La presidenta anunció la semana pasada la creación de un comité de expertos con la misión de analizar técnicas para explotar el gas natural a través de la fractura hidráulica.
Con esta medida, el gobierno de la mandataria izquierdista intenta reducir la alta dependencia de gas estadounidense, que alcanza hasta un 70% del consumo en México.
El anuncio de Sheinbaum representa un giro a la política de su antecesor y mentor, Andrés Manuel López Obrador (2018-2024), quien se opuso rotundamente a esta polémica técnica de extracción de hidrocarburos.
El “fracking” consiste en extraer gas y petróleo de las formaciones rocosas subterráneas. Es cuestionado por el gran volumen de agua que requiere para romper la piedra. Además, utiliza químicos contaminantes y puede ocasionar microsismos.

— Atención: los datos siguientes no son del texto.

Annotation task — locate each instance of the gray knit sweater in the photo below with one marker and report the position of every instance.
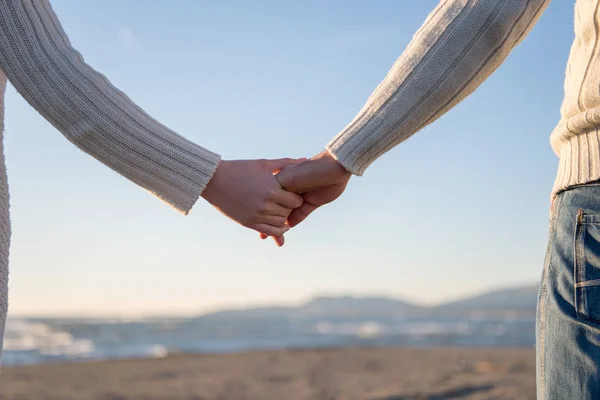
(459, 46)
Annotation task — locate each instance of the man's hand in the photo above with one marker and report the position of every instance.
(319, 180)
(247, 192)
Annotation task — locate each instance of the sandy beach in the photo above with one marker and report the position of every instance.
(345, 374)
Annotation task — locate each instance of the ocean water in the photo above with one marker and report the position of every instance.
(34, 340)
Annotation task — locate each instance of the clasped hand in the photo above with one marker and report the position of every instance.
(271, 196)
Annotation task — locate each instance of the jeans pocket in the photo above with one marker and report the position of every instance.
(587, 267)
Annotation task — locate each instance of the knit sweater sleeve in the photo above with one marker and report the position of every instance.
(460, 44)
(38, 59)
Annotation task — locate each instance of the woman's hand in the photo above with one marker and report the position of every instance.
(247, 192)
(319, 180)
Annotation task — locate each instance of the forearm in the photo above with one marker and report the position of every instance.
(460, 44)
(39, 61)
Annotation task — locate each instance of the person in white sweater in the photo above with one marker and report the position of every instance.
(460, 44)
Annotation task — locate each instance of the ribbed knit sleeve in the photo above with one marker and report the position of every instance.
(460, 44)
(41, 64)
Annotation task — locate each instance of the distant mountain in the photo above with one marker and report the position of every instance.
(521, 300)
(327, 306)
(512, 298)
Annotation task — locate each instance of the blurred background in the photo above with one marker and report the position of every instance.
(440, 245)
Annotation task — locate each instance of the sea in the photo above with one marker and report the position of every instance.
(52, 340)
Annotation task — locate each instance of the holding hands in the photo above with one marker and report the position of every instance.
(271, 196)
(320, 180)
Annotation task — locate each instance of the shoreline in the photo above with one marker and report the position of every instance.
(293, 374)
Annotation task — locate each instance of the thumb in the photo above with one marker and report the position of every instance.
(299, 214)
(278, 164)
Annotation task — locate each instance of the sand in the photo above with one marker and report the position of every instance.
(346, 374)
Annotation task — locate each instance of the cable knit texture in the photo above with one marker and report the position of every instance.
(38, 60)
(460, 44)
(458, 47)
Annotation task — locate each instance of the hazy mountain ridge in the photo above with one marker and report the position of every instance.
(515, 300)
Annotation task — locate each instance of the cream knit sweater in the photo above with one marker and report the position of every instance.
(460, 44)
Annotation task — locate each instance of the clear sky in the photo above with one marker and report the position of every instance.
(459, 208)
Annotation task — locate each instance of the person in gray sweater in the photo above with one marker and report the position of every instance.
(461, 43)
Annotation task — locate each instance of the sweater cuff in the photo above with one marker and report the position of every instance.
(170, 167)
(355, 149)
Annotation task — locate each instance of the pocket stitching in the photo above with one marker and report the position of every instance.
(579, 262)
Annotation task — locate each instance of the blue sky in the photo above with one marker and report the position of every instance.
(459, 208)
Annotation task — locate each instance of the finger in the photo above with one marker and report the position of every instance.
(278, 164)
(299, 214)
(277, 210)
(288, 199)
(271, 230)
(274, 220)
(279, 240)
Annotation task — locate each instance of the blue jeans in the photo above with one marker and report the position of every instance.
(568, 315)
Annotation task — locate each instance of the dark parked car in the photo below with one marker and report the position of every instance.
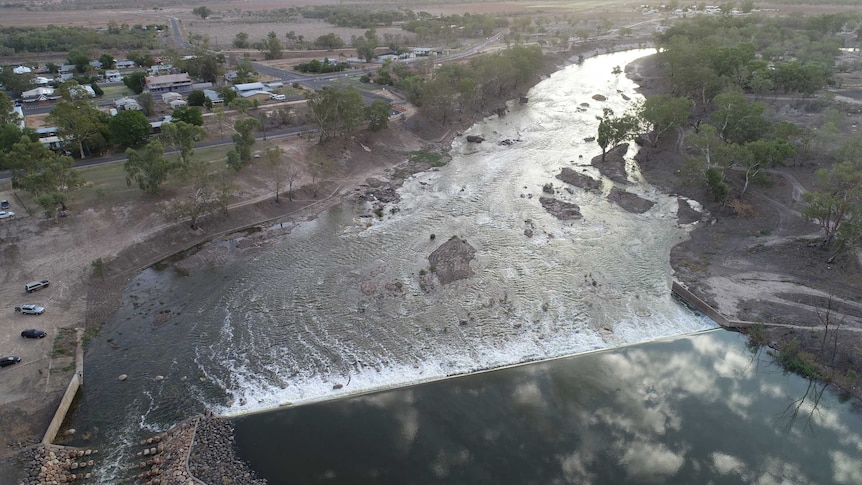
(33, 333)
(36, 285)
(30, 309)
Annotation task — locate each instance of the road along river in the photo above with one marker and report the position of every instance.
(345, 304)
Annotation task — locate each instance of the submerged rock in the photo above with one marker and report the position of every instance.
(572, 177)
(563, 211)
(630, 202)
(451, 261)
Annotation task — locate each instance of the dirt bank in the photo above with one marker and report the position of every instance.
(759, 261)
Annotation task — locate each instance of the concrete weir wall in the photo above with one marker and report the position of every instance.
(703, 307)
(71, 390)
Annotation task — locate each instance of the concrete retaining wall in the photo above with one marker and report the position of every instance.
(62, 409)
(703, 307)
(71, 390)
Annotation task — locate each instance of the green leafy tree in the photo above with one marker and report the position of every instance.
(209, 195)
(271, 47)
(189, 114)
(738, 120)
(147, 167)
(197, 98)
(129, 128)
(147, 103)
(664, 113)
(337, 111)
(135, 81)
(203, 12)
(837, 203)
(329, 41)
(38, 170)
(77, 121)
(244, 140)
(240, 41)
(377, 114)
(613, 129)
(7, 114)
(763, 155)
(107, 61)
(182, 136)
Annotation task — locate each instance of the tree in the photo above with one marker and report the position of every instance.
(243, 141)
(76, 121)
(135, 81)
(129, 128)
(241, 41)
(203, 12)
(209, 195)
(147, 167)
(197, 98)
(738, 120)
(329, 41)
(366, 45)
(147, 102)
(763, 155)
(337, 111)
(8, 116)
(663, 113)
(615, 129)
(38, 170)
(275, 161)
(837, 203)
(107, 61)
(377, 114)
(189, 114)
(271, 47)
(182, 136)
(80, 58)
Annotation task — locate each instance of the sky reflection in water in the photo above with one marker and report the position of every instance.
(699, 409)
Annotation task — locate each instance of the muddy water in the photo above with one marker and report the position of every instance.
(338, 306)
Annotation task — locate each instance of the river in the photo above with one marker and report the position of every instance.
(337, 306)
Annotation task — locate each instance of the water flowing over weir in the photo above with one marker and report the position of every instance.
(337, 306)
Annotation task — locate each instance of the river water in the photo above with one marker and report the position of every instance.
(337, 307)
(699, 409)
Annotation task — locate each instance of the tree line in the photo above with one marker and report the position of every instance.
(718, 69)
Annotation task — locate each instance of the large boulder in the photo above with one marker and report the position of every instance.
(563, 211)
(629, 201)
(570, 176)
(614, 164)
(451, 261)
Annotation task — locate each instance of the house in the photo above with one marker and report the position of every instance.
(168, 98)
(113, 76)
(38, 94)
(213, 96)
(180, 83)
(127, 103)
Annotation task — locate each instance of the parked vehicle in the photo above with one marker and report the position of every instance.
(30, 309)
(36, 285)
(33, 333)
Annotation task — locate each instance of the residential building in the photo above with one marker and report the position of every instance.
(180, 83)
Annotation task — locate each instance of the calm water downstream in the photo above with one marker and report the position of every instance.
(702, 409)
(336, 307)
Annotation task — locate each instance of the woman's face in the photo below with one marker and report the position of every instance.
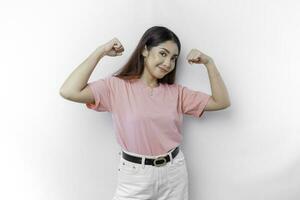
(160, 60)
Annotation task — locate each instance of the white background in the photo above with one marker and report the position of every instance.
(55, 149)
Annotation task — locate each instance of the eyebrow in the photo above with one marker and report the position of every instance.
(168, 51)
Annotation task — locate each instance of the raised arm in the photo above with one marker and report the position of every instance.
(74, 88)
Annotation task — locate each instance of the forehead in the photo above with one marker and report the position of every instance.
(168, 46)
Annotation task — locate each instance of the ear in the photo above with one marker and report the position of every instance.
(145, 51)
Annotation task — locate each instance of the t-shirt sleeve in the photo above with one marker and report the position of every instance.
(192, 102)
(102, 91)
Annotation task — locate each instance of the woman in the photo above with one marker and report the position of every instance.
(147, 108)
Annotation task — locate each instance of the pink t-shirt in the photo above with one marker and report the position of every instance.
(145, 124)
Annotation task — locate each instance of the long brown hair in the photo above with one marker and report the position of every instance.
(155, 35)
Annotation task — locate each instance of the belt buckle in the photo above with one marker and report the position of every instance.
(160, 158)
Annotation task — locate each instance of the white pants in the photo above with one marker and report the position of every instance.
(148, 182)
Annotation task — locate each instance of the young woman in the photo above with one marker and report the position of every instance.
(147, 108)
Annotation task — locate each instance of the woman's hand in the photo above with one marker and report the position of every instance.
(113, 47)
(197, 57)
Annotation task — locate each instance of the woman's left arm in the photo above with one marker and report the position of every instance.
(220, 98)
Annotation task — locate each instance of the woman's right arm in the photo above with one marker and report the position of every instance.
(74, 88)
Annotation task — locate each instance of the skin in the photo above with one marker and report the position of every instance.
(157, 58)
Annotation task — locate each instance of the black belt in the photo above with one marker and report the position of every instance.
(160, 161)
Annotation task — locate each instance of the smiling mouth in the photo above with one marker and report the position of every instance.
(162, 69)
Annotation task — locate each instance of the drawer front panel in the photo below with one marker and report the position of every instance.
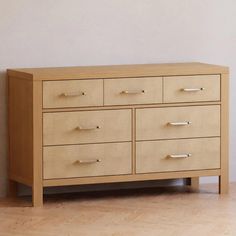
(86, 127)
(178, 155)
(192, 88)
(132, 91)
(87, 160)
(72, 93)
(177, 122)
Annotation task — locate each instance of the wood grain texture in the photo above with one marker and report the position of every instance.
(55, 93)
(57, 123)
(154, 123)
(20, 120)
(61, 128)
(131, 178)
(139, 91)
(37, 188)
(168, 211)
(117, 71)
(174, 85)
(224, 178)
(153, 156)
(62, 161)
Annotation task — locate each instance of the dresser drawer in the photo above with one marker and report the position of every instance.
(178, 155)
(86, 160)
(177, 122)
(72, 93)
(133, 91)
(192, 88)
(86, 127)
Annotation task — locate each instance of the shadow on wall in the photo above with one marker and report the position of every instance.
(3, 133)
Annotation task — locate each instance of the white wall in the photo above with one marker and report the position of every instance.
(37, 33)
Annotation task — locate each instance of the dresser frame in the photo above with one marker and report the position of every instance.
(25, 108)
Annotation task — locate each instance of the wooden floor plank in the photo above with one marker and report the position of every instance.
(169, 211)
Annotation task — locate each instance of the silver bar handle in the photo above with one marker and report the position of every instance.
(176, 156)
(91, 161)
(73, 94)
(133, 92)
(182, 123)
(192, 89)
(80, 128)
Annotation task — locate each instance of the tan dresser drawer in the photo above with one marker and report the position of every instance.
(132, 91)
(178, 155)
(72, 93)
(86, 160)
(191, 88)
(177, 122)
(86, 127)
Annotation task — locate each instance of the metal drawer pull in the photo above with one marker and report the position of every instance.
(180, 123)
(75, 94)
(133, 92)
(87, 161)
(192, 89)
(87, 128)
(176, 156)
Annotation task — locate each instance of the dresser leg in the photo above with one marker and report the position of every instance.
(193, 182)
(223, 184)
(12, 189)
(37, 196)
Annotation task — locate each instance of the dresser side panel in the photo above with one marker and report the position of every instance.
(20, 119)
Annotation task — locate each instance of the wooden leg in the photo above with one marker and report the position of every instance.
(37, 196)
(193, 182)
(223, 184)
(12, 189)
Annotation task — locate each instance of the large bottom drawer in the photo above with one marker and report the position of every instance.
(86, 160)
(177, 155)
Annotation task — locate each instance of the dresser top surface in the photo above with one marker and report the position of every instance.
(116, 71)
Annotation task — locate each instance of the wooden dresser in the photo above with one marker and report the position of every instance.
(103, 124)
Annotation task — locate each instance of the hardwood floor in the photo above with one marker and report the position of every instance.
(164, 211)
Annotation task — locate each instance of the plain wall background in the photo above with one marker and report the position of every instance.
(91, 32)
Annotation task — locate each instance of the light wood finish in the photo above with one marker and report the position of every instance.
(191, 88)
(72, 93)
(132, 91)
(37, 186)
(20, 120)
(131, 178)
(90, 123)
(224, 177)
(61, 128)
(103, 159)
(117, 71)
(154, 123)
(149, 211)
(155, 156)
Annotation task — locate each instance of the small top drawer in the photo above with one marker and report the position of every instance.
(72, 93)
(132, 91)
(191, 88)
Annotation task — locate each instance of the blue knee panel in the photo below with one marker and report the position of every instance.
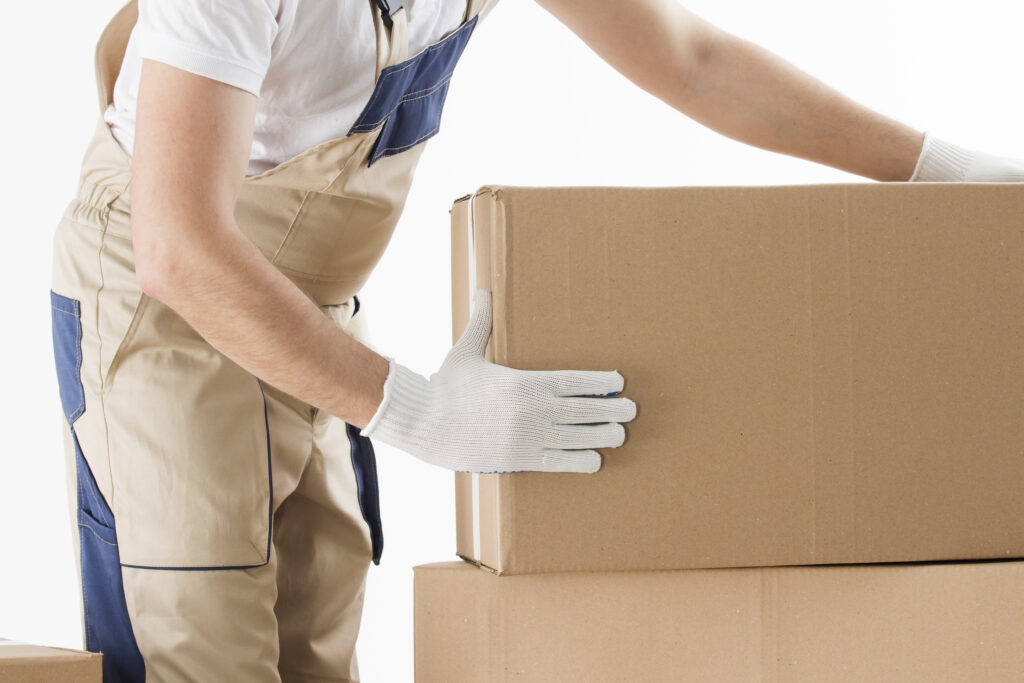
(410, 95)
(365, 464)
(108, 627)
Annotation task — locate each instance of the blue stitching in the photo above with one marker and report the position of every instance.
(409, 97)
(101, 540)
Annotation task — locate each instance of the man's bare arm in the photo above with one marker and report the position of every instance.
(738, 88)
(193, 142)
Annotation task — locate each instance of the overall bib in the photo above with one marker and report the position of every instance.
(224, 528)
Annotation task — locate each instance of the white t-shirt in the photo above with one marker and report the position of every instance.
(310, 62)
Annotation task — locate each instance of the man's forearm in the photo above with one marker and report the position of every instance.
(228, 292)
(745, 92)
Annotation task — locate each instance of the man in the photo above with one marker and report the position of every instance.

Se emplea tanto en yacimientos de petróleo o gas convencionales ya explotados, como en los no convencionales, que pueden estar a 5.000 metros de profundidad.
El gobierno mexicano sigue el camino iniciado por Estados Unidos hace más de 15 años, que en 2014 lo llevó a convertirse en el mayor productor mundial de petróleo y gas.
Hasta 2019, México había incursionado tímidamente en la exploración con fractura hidráulica en una treintena de pozos no convencionales, pero contaba con otros 8.500 pozos convencionales también explotados con este método, explica a la AFP Manuel Llano, miembro de la oenegé Alianza Mexicana contra el Fracking.